What Is Franchise Compliance?

There is no specific franchise legislation in the United Kingdom. It is this reason franchise agreements are pretty lengthy to accommodate eventualities. We have tried to list down some of the issues you should to know if you are thinking about getting into franchising business in the UK.

British Franchise Association (“the BFA”)

BFA plays a vital role in regulating a franchising business and this is important especially in the absence of any franchise specific legislation. The BFA mandates its members, be they franchiser, affiliates or consultants to comply with the Code of Ethics (“Code”) laid down by the BFA. The code requires the franchiser to be in his business for a reasonable amount of time and have all the legal rights to use the intellectual property and trademarks.
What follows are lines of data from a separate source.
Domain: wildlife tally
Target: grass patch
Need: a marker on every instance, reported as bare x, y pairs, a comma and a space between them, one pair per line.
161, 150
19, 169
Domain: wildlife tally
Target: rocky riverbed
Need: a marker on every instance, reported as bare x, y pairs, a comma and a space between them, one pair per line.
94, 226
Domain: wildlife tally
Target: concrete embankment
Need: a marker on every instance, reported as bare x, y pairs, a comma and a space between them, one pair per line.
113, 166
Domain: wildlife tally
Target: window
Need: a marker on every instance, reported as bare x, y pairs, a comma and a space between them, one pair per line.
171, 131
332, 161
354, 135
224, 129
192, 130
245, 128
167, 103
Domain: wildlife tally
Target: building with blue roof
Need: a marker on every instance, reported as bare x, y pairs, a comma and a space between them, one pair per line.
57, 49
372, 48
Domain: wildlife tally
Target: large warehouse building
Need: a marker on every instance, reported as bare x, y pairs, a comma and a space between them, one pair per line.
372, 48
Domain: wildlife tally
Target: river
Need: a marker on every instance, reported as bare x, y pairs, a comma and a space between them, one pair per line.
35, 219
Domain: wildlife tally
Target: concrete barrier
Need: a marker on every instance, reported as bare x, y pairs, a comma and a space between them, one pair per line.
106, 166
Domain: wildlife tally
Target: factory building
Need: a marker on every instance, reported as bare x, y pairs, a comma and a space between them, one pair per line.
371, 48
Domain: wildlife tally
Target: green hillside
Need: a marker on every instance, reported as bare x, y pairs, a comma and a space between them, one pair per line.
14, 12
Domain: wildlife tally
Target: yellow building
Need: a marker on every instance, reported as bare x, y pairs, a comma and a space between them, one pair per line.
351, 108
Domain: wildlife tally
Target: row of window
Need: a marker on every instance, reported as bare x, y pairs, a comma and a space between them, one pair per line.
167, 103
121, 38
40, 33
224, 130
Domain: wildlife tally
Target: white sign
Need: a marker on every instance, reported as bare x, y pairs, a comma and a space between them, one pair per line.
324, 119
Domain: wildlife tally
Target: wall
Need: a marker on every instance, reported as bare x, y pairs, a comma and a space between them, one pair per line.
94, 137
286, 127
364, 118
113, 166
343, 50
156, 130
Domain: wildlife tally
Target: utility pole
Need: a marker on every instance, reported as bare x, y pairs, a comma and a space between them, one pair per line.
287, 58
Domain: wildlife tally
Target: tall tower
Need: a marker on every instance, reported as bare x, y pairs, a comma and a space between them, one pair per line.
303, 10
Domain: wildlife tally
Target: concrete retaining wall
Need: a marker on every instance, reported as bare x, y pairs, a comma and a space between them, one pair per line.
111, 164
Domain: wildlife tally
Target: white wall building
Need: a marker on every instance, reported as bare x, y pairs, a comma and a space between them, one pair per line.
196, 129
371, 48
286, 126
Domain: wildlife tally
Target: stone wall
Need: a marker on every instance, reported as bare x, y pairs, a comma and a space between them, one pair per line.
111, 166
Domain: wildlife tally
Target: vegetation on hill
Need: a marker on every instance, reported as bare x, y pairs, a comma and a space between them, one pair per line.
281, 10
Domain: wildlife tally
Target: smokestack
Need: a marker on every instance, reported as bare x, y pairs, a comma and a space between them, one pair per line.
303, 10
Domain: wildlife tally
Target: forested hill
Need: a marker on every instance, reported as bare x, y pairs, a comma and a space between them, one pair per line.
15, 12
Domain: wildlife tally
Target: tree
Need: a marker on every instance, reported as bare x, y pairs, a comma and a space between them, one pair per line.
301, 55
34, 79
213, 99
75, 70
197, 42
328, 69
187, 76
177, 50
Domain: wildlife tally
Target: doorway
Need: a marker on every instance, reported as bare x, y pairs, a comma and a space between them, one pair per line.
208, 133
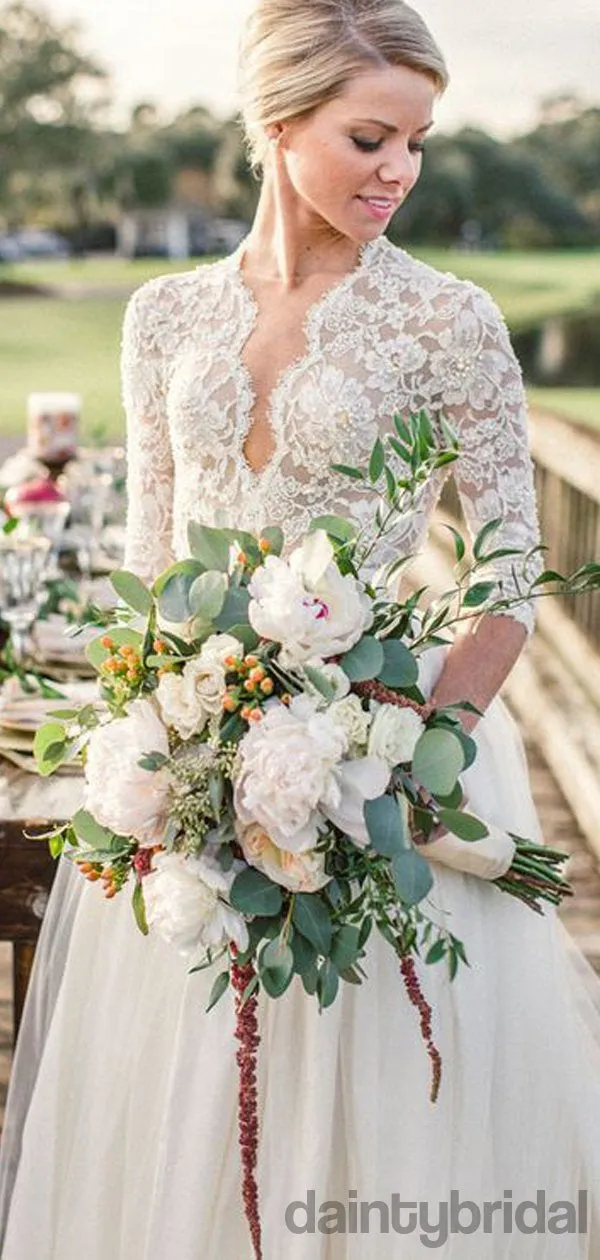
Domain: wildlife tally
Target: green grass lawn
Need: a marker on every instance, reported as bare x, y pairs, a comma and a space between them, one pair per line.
72, 343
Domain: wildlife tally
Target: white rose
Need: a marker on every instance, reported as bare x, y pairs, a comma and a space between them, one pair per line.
184, 904
351, 717
286, 766
306, 605
393, 733
299, 872
119, 793
189, 698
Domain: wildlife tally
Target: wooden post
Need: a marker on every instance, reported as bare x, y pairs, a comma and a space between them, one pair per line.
27, 875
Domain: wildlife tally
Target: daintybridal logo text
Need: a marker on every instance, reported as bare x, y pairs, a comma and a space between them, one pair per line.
436, 1221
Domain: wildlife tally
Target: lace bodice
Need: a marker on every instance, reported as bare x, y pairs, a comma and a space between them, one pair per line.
393, 335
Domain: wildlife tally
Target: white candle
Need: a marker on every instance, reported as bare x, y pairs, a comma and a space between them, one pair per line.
53, 421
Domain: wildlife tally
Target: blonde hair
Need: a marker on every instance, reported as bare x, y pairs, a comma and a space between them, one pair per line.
298, 54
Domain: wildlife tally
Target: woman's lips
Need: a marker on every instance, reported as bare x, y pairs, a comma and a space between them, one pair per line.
378, 207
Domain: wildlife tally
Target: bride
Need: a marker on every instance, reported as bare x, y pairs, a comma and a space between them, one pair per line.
243, 381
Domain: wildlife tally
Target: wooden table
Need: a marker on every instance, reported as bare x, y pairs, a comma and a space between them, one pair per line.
27, 870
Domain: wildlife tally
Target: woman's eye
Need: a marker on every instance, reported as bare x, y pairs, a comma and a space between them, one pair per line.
368, 146
371, 146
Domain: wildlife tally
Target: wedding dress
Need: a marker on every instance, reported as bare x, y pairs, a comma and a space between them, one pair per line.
121, 1128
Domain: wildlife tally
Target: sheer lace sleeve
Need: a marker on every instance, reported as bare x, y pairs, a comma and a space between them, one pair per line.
485, 402
148, 547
The franchiser is required to provide advance disclosure of certain information. Both the parties are expected to employ fairness in their dealings with one another. To be the member of BFA is a voluntary choice. It is a hallmark of accreditation and compliance with the Code is a fair practice in the industry.


Intellectual property rights are the life of the franchise business. Franchise business operates with trademarks, confidential information and knows how that gives it an edge over other business and forms part of its profitable business model. Trademarks are registered in UK under Trademarks Act 1994. Trademarks provide protection against unauthorized use.

Unfair Contract Terms

Franchise agreements contains exemption clause. The exemption clause limits or excludes the liabilities of the franchiser from pre-contractual agreement. For example while supplying projected profit turnover figures. The enforceability of such clause should be read in the light of UCTA. This comes into picture where the franchiser tries is a liability for misrepresentation. Franchise agreements are treated as a standard form of document and hence any exclusion clause will apply only for as long as they are fair and reasonable.

Competition Law

Franchise agreements are between franchiser and the independent business owners at different levels in the production or supply chain. The agreement in some cases has the potential to affect the competition. Especially if they contain territorial restriction, price and other non-complete requirements.

Many franchise agreements may not be of interest to competition legislation since they are assumed as being entered by small or mid-sized enterprise. Hence they are being exempted from competition laws. Broadly three areas are covered by the block exemption and they are price, territory and non- compete obligation.

EU Regulation

Many franchise agreements are drafted such that they do not contain provision for EU regulation. However there are provisions in the draft to include changes in the agreement to comply with the EU regulations when applicable.

Data Protection Act 1998 (“DPA”)

DPA governs the processing and handling of data relating to personal information of living and identifiable individuals. Breach in data protection law in handling the data can lead to criminal prosecution or may attract contractual liabilities. In the franchise business both franchisor and franchisee are data controllers are both are liable to see that the DPA law has been taken care off.